Lyke-Wake Dirge is a traditional English song, thought to have originated in Yorkshire, telling of the journey a soul makes and the trials it faces, on its way from earth through purgatory to Heaven. Though, ostensibly, from the Christian era and featuring references to Christianity, much of the symbolism, within the song, is thought to be of heathen origin.
The title refers to the watch over the dead between the death and funeral, known as a wake. Lyke is an obsolete word meaning a corpse, and is related to the German word “Leiche” and the Dutch word “lijk”, which have the same meaning. It survives in modern English in the expression lych gate, the roofed gate at the entrance to a churchyard, where a coffin could be held and the bearers rested before continuing on to the church for the burial service. "Lyke-wake" could also stem from the Norse influence on the Yorkshire dialect, the contemporary Norwegian and Swedish words are still "likvake" and "likvaka" respectively ("lik" and "vaka"/"vake" with the same meanings as previously described for "lyke" and "wake").

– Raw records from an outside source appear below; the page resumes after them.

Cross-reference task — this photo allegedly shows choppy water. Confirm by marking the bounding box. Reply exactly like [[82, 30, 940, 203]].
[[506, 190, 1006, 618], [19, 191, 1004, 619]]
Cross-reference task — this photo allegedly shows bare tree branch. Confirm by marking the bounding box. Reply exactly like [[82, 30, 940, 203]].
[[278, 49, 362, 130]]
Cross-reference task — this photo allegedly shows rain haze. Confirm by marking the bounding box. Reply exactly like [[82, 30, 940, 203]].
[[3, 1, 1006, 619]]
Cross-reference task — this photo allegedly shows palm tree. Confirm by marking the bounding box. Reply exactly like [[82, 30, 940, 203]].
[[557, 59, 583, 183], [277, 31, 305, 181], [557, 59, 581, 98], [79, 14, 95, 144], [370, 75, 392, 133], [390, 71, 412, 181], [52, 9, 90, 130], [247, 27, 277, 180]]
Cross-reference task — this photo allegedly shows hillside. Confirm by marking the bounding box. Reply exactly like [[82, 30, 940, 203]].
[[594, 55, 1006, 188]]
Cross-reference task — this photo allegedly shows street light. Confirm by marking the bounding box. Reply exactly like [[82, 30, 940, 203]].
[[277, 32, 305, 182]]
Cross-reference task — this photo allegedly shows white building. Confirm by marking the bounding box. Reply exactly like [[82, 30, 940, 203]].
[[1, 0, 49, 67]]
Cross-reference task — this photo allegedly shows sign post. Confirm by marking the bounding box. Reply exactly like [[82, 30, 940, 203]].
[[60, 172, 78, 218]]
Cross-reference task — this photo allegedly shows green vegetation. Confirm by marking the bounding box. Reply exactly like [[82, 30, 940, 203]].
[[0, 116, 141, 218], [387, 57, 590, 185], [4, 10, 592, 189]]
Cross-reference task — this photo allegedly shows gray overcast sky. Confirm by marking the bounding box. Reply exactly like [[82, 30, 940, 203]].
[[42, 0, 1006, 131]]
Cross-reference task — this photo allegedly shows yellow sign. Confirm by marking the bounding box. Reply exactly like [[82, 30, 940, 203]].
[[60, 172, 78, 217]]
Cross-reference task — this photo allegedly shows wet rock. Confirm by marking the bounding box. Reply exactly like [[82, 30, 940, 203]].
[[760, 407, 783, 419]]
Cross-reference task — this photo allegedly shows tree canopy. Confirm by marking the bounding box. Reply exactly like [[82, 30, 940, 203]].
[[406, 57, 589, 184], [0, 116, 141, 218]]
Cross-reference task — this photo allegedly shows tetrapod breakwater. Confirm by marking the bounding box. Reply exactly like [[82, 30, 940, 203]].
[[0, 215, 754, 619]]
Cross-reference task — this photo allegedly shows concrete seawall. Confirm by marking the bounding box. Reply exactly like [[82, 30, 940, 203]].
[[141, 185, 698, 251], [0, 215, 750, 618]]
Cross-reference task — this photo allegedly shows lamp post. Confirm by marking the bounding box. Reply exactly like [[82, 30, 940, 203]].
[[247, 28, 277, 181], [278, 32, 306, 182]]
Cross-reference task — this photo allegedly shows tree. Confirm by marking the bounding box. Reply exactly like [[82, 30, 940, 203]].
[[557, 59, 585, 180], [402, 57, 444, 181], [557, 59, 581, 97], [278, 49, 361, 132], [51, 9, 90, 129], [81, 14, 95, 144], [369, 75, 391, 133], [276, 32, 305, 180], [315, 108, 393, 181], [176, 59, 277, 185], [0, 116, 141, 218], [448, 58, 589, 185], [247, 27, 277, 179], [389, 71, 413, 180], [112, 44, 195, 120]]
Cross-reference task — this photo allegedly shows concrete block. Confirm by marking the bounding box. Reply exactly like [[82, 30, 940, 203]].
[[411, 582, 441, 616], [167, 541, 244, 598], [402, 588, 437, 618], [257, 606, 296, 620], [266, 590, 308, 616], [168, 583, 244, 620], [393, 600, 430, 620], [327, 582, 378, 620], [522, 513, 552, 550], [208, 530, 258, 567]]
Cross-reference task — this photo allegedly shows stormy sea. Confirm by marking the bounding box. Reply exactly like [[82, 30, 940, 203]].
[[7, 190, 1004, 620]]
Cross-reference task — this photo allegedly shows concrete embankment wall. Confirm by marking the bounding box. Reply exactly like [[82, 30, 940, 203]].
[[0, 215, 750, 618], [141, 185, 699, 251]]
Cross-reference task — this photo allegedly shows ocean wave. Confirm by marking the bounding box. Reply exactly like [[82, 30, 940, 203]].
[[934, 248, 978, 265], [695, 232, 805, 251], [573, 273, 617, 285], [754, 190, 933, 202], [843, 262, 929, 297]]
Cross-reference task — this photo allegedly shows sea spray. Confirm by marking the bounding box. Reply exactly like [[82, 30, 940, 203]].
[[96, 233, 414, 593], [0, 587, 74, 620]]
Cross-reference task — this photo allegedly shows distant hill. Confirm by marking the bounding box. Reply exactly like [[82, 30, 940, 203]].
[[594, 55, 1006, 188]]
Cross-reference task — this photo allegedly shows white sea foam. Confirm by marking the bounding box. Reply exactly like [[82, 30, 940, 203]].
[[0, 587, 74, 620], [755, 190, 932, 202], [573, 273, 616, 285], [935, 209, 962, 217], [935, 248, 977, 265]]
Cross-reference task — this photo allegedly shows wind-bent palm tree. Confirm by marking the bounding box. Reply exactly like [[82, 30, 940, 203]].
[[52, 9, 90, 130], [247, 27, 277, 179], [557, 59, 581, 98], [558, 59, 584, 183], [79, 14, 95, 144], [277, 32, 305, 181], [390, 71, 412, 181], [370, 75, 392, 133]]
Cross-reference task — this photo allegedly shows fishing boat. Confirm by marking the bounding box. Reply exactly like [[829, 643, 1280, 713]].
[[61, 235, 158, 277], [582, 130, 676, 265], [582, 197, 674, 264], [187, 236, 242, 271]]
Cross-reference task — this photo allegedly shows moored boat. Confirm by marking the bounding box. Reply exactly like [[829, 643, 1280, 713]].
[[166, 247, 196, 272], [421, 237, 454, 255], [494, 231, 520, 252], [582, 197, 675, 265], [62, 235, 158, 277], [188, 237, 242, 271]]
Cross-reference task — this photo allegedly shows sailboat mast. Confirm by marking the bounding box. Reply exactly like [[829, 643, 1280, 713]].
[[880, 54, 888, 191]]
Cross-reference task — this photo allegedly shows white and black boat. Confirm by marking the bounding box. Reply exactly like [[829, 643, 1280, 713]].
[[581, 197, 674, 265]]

The old ballad affirms that safety and comfort of the soul in overcoming the difficulties it faces are directly related to the dead person's willingness to have given charitably during their lifetime.. The poem on which it is based was first collected, in 1686, by John Aubrey. Aubrey also recorded that it was definitely being sung in 1616, but was believed to be much older.
The English folk group Pentangle made a recording of Lyke Wake Dirge.